El problema del distanciamiento social, que sí es distanciamiento físico como dijera Rita Segato en una entrevista a La Nación (abril 2020)[4], se acompaña de miedo, inhibición y rechazo al contacto físico. Un miedo enquistado en el cuerpo que inhibe los abrazos, los besos, tocarse, jugar corporalmente, seducir con caricias, todas esas expresiones afectivas y sensuales que estimulan las sensaciones de goce y bienestar se están resignificando como fruto prohibido, debido a que representan peligro porque propaga el contagio del coronavirus. Pero el deseo de acercarse se mantiene vivo porque así es su naturaleza social, la que fragua los lazos sociales que nos permiten convivir en sociedad y aguantar las restricciones con bastante conformidad y tolerancia.
Podremos vivir protegidos si validamos el distanciamiento social como una medida de larga duración, pero viviremos huraños y ariscos, sin la savia de la relación humana que es la formación del vínculo social generado por la necesidad de los y las Otras, por eso los buscamos. Como especie evolutiva, necesitamos el apego del vínculo para madurar, crecer y socializarnos. No hay sociedad humana sin contacto que nos acerque a los Otros, sin apegos que nos socialicen y sin corporalidad que delimite el territorio de nuestra subjetividad.
Cuánto más perdure el distanciamiento más frágiles se volverán los apegos que construyen vínculo social, mayor sensación de aislamiento y de profunda desolación nos dejará. ¿Queremos que las personas mayores se sientan un estorbo en la sociedad? o ¿queremos protegerlas asegurando una convivencia socializada, respetuosa e intergeneracional? ¿Tendrán ellos un lugar en nuestros hogares? o esta pandemia ¿será la oportunidad de una limpieza social que depure a aquellos que ya no se consideran necesarios?

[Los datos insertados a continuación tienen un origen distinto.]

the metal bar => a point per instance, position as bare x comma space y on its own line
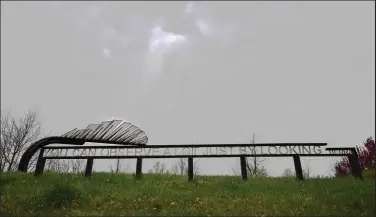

Si no tuviéramos miedo de morir o de enfermar gravemente no nos preocuparían los estragos de la pandemia, ni tampoco nos inquietaríamos por proteger y cuidar a los viejos, ni a los niños o a las personas más frágiles. El miedo puede advertirnos de los peligros y esa sería una función útil, pero puede alterarnos tanto que el pánico gana la batalla y deja malherida nuestra capacidad de respuesta. El miedo se puede evitar, evadir u ocultar, pero el pánico se impone, nos inunda y nos bloquea. Esa es su fuerza poderosa y destructiva. Lo que incuestionablemente hoy nos tiene a todos y todas “empanicados” no es en sí mismo el hecho de enfermarse, sino morirte porque no hay con qué atenderte. Ese sí es un pánico real en la actual coyuntura de transmisión sostenida de la pandemia en Guatemala.
Sistema de Salud colapsado
El sistema de salud está colapsado y eso es lo que nos aterroriza si llegamos a enfermarnos. Este paradigma no es por los incontrolables derroteros de un virus poco conocido, ocurre por el controlable derrotero impulsado por la privatización de los servicios públicos y la minimización del Estado, reducido a asumir los costes y las deudas de reconversión de las grandes empresas y corporaciones privadas.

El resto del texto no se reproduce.